As for the women, they ran into the buzzsaw that was Canada. The Canadians, led by skip Jennifer Jones, powered past the Swedes, the two-time defending Olympic champions, in the last two ends as Maria Prytz and company failed to capitalize on several golden chances. Although the silver medal was nice, it was a disappointment for another Swedish team that expected to win gold.
Now, eyes turn toward South Korea and the 2018 Winter Games. The question is, how can Sweden improve in areas where a winter sports nation should excel? Here are the top ten ideas:

10. Use the famed Swedish bikini team to lure young American snowboarders to Sweden. It worked for the Russians, who got American Vic Wild to compete for them.
9. Legalize marijuana. Every extreme skier on the planet will flock to Sweden the way they have to Colorado.
8. Start icing down Swedish roads, just to encourage sledding.
7. Start doing bong hits. How else can you win an event called the “Half-Pipe?”
6. At the next Games, force every snowboarder and freestyle skier to clean his or her own room. Rotten kids.
5. When the IOC decides to test for drugs, start with the snowboarders and freestyle skiers. Like they’re not smoking something Mexican between races.

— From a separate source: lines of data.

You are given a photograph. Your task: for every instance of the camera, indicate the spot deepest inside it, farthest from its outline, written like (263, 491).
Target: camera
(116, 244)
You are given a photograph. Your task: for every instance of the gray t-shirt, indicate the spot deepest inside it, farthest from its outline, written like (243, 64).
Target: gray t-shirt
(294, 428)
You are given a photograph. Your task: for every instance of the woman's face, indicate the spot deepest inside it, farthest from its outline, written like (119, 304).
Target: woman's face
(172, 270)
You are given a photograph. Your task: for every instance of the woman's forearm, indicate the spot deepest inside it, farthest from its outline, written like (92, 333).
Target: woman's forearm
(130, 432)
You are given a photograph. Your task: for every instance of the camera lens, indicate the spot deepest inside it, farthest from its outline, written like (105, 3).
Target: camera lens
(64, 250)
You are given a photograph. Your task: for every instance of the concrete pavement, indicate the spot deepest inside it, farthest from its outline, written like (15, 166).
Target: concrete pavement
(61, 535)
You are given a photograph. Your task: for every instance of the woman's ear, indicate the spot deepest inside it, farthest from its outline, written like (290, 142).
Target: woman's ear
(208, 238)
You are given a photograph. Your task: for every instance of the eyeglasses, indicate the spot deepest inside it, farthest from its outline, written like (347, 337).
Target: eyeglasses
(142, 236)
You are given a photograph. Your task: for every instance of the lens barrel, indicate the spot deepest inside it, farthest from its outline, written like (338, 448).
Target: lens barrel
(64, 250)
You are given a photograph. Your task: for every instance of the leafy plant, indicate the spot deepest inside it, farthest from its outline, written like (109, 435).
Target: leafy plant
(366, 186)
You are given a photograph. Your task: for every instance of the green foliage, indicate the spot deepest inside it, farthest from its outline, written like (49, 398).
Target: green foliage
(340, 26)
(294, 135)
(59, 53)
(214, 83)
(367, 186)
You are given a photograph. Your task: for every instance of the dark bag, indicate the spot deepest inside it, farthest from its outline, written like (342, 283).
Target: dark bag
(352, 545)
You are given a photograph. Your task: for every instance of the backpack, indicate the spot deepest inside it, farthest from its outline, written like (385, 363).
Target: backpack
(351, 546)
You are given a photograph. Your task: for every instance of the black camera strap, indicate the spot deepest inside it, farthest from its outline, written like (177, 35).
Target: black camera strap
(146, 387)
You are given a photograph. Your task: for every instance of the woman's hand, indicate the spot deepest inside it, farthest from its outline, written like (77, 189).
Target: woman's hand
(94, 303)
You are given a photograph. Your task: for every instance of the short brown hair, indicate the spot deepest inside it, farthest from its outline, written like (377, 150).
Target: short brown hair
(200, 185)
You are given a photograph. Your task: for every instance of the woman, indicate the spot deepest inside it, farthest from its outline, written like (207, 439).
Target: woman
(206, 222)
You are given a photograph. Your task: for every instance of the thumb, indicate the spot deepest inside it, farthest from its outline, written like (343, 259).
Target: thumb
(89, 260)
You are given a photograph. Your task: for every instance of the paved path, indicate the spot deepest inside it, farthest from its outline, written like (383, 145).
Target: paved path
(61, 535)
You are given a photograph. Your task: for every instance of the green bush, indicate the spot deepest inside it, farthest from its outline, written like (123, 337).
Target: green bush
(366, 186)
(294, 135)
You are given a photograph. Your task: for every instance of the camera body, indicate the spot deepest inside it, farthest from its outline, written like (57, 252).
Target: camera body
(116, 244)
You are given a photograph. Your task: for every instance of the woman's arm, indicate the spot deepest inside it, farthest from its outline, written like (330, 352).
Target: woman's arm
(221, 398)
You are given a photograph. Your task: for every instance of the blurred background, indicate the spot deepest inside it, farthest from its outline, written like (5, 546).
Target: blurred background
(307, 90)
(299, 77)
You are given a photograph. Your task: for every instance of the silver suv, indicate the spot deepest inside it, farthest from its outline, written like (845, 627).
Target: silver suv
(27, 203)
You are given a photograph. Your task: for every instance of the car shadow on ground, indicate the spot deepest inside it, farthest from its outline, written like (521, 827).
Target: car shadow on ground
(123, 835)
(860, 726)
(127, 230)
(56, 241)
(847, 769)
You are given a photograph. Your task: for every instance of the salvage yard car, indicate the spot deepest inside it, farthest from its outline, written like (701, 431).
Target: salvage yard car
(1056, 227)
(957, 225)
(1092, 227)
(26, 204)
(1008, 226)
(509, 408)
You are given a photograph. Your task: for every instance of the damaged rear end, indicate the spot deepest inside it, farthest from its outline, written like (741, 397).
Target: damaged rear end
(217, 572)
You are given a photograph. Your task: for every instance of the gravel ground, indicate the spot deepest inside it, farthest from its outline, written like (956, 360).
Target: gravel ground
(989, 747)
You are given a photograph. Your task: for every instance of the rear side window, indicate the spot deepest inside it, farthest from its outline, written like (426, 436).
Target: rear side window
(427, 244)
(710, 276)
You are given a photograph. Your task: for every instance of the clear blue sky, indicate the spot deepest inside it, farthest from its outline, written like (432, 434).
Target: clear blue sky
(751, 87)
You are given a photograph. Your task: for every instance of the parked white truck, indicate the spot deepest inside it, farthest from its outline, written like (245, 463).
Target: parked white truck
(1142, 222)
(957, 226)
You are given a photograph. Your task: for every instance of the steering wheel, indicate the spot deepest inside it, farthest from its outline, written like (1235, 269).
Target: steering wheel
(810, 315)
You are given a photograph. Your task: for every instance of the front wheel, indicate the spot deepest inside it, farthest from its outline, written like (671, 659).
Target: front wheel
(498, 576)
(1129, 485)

Right.
4. To make cross country events more compelling, at each “watering station” give the skiers beer.
3. Make figure skating an interactive sport, allowing fans to “tweet” the skaters’ next moves.
2. Combine biathlon and ski jump. The IOC could bill it as skiing meets skeet.
And the No. 1 way to improve Sweden’s chances at the 2018 Winter Olympics:
Full contact curling. Need we say any more?